Date 13.6.2014 12:52, David Henningsson wrote:
On 2014-06-13 12:08, Jaroslav Kysela wrote:
Hello all,
ALSA 1.0.28 packages are available for testing at
ftp://ftp.alsa-project.org/pub/testing/
Please, report any issues. I expect to announce the release on Monday.
Thanks!
I'm testing build of alsa-lib now and I have two questions:
- the final so version seems to be libasound.so.2.0.0 for both 1.0.27
and 1.0.28. I'm not sure how important it is, but shouldn't this be increased to 2.0.1 or 2.1.0 to reflect code changes?
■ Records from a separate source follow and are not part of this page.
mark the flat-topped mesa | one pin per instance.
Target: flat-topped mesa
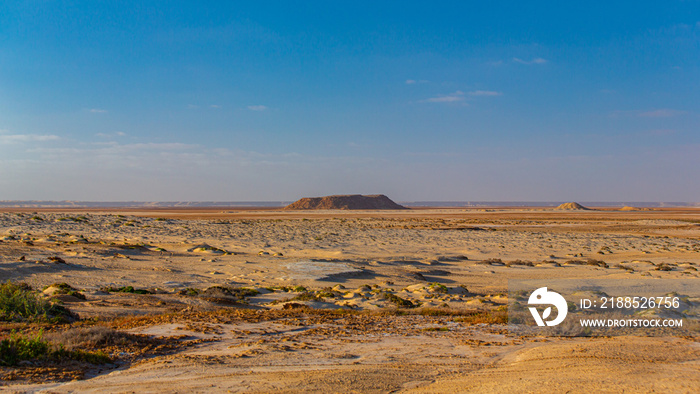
(572, 206)
(349, 201)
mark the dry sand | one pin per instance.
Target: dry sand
(444, 258)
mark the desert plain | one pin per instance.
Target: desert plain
(263, 300)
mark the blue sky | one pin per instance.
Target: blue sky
(239, 101)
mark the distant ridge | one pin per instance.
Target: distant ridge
(572, 206)
(348, 201)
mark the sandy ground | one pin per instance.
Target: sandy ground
(350, 262)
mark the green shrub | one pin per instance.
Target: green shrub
(400, 302)
(19, 302)
(65, 288)
(17, 348)
(125, 289)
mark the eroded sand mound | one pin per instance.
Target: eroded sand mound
(350, 201)
(572, 206)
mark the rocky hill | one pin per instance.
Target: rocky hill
(572, 206)
(350, 201)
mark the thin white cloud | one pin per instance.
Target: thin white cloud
(15, 138)
(106, 135)
(656, 113)
(488, 93)
(449, 98)
(537, 60)
(660, 113)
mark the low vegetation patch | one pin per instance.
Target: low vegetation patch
(19, 302)
(125, 289)
(593, 262)
(16, 348)
(520, 262)
(400, 302)
(65, 288)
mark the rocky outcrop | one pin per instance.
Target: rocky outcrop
(350, 201)
(572, 206)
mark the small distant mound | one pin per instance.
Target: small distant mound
(350, 201)
(572, 206)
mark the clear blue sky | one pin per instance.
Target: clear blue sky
(233, 101)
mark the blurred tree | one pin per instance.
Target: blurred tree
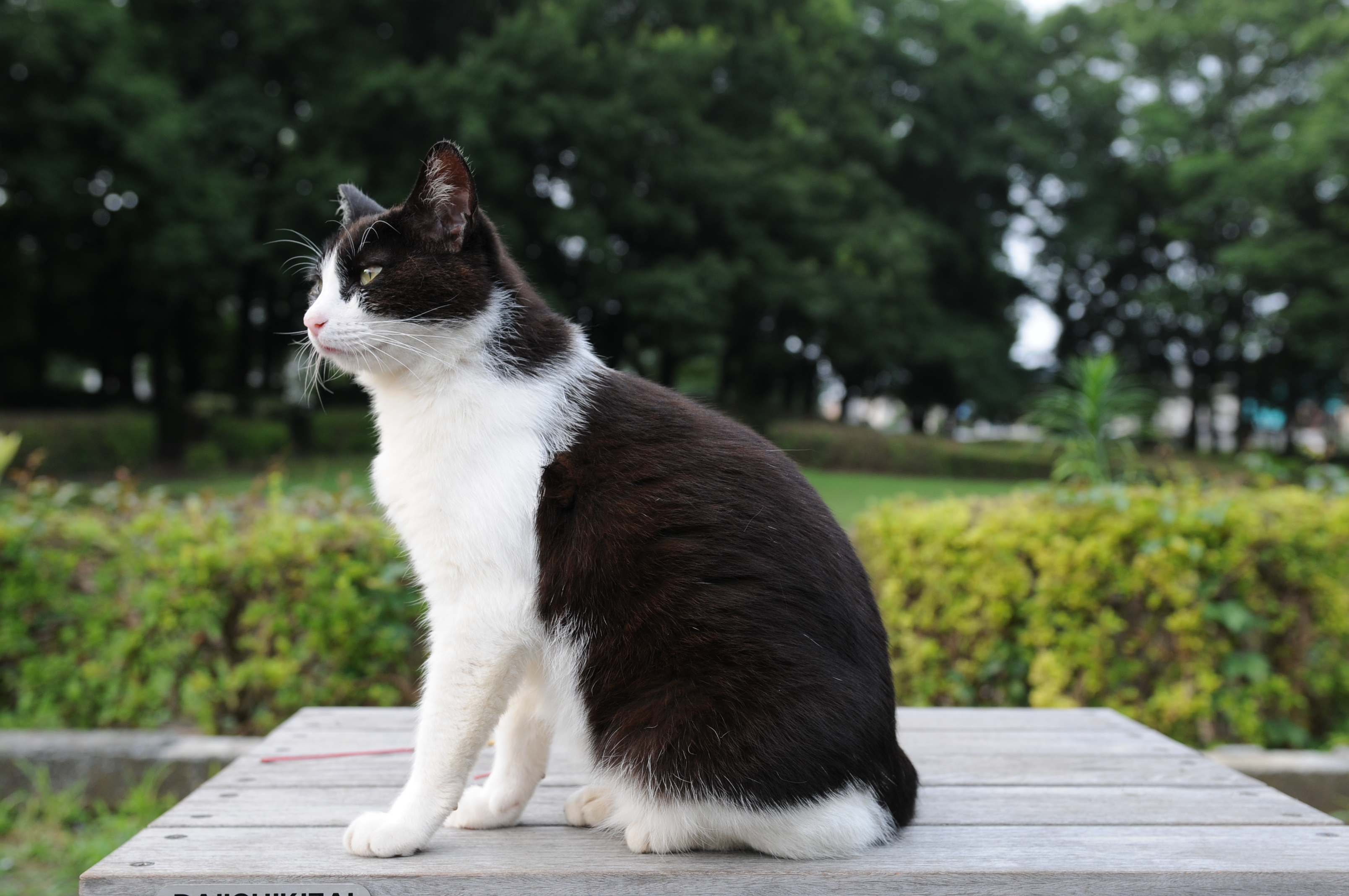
(729, 196)
(1194, 219)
I think that we had some discussion about this and we use different system to identify new libraries:
1) there is snd_asoundlib_version() function 2) the packaging system identifies the exact used library version 3) we use deprecated linker warning for obsolete symbols 4) only "current" libtool version number will be changed when the library is not backwards compatible, otherwise all symbols must be present and compatible
Basically, we haven't found the current:revision:age numbering useable for our rules and as the libtool documentation states, it should not reflect the release number at all.
Even if the age is increased, nobody will have/known a correlation between the package release version and the library version. It means - we would update a number for nothing in this case.
Eventually (contradicting to the paragraphs above) the age might reflect the release number in form like:
1.0.28.3 -> 2:0:283
Future alsa-lib numbering:
2.33.5 -> 3:0:335 or 2:1:335 (if the library is backward compatible)
And this makes the question, if the version of packages should be increased to 2.0.0 in next release to lower the last number :-)
- This probably is not a new issue, but I was wondering about all the
extra files created in configure.ac, e g ctl_symbols_list.c. Are they ever cleaned by some "clean", "maintainerclean" or similar rule?
Nobody has required this. Patches are welcome. I'm using the 'git archive' to obtain the sources without these extra files for the packaging purposes and 'make dist'.